The Coop Doesn’t Need a Heater in the Winter
For the most part, chickens are built for winter and cold weather. They wear down coats, after all. If you live in a super cold area, you might need to take precautions to keep them from getting frost bitten combs, wattles or toes, but heating the coop really isn’t necessary.
Neither are sweaters for your chickens. Just sayin.
Chickens Get Hot
A bigger threat to your chickens is hot weather, not cold. While there are breeds that are more tolerant to heat than others, soaring temperatures are hard on them. Make sure they have lots of cool, fresh water and plenty of places to find shade. Also, a place for dust bathing is important, as that helps cool them down. If I was ever going to stick something in the coop, I’d vote for a fan over a heater. (Also, if hens are too hot, they will often stop laying eggs!) And here are some more ideas to help your flock stay cool in the summer.
Some Food is Toxic to Chickens
Just because we eat it, doesn’t mean they can. For instance, while they love tomatoes, the tomato plant itself is toxic to them. So are avocados, raw potatoes and chocolate, among other things. Here’s a list of food to keep away from your flock.
The same is true for medicine and essential oils for your flock. Be very careful and do your research before applying any product to your chickens (and when you do, remember that they are TINY compared to you so adjust your dosage accordingly).

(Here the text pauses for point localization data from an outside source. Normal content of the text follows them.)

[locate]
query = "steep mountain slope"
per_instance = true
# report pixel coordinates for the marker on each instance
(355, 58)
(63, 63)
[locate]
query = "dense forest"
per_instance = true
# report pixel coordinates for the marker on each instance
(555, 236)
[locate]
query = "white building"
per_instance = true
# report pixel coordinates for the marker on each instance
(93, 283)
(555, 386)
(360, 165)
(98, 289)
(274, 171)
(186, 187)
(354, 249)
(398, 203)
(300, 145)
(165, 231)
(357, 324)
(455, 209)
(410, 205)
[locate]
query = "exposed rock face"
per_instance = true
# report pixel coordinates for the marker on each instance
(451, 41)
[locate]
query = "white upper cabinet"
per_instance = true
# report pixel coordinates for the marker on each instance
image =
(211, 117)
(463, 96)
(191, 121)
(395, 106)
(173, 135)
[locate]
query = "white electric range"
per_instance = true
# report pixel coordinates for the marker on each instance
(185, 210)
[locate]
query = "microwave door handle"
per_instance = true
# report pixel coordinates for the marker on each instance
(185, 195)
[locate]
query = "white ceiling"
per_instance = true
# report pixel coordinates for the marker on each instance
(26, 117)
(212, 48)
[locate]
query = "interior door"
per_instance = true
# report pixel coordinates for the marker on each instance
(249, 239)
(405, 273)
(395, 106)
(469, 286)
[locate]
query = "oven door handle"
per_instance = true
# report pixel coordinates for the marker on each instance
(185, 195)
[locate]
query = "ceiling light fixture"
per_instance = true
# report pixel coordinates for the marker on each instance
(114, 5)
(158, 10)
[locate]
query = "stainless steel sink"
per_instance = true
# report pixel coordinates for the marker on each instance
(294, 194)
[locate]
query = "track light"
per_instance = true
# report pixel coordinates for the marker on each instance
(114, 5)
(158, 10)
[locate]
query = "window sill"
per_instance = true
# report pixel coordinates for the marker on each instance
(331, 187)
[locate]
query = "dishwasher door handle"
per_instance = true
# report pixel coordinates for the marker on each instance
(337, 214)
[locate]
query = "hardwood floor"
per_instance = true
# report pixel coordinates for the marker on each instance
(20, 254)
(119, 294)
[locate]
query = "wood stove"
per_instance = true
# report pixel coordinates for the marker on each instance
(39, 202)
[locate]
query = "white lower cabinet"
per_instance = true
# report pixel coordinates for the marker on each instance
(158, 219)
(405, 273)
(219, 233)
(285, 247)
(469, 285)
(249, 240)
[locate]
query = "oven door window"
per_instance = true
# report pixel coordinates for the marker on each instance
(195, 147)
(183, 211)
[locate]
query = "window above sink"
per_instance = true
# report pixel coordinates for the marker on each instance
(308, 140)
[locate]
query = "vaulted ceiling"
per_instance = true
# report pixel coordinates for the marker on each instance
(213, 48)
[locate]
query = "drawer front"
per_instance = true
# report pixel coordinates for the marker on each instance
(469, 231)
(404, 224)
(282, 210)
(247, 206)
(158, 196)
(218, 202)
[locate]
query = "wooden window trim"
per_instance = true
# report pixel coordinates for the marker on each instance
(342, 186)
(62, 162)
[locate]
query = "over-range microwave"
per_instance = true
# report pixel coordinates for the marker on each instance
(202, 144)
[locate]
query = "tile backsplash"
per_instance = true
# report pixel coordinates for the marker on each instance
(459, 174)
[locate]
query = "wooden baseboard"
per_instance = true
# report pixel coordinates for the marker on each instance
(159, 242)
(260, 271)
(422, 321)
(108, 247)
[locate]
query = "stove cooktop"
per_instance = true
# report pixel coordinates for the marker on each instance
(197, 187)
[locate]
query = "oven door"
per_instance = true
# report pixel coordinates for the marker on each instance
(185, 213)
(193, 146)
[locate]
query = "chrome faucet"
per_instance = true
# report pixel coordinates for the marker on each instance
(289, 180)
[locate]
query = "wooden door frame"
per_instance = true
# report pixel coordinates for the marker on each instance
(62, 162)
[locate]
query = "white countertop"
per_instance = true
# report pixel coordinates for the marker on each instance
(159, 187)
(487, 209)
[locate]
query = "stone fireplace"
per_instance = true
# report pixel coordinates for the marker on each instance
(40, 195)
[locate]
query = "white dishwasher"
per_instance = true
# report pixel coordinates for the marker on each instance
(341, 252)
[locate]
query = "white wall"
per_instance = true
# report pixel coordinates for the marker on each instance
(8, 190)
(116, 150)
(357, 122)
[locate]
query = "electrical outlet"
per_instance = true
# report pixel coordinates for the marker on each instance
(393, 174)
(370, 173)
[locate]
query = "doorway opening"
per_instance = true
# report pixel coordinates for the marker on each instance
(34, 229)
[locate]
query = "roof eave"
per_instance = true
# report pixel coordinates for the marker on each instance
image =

They Each Have Their Own Personality
Every single one. It’s a blast watching their uniqueness unfold and develop. It’s entertaining, too.
You Will Fall in Love
Consider yourself warned. Your pre-chicken self might not believe it, but it’s true. Chickens are endearing and delightful. And they make breakfast. Owning chickens has changed my life (for the better) and I can’t imagine living without them.
Whew. There you have it: 30 things you should know before you get chickens. Hopefully I haven’t talked you out of them. But, even if I did, that’s all good. If you know what you’re getting into before you take the leap, you’re more likely to have a great experience.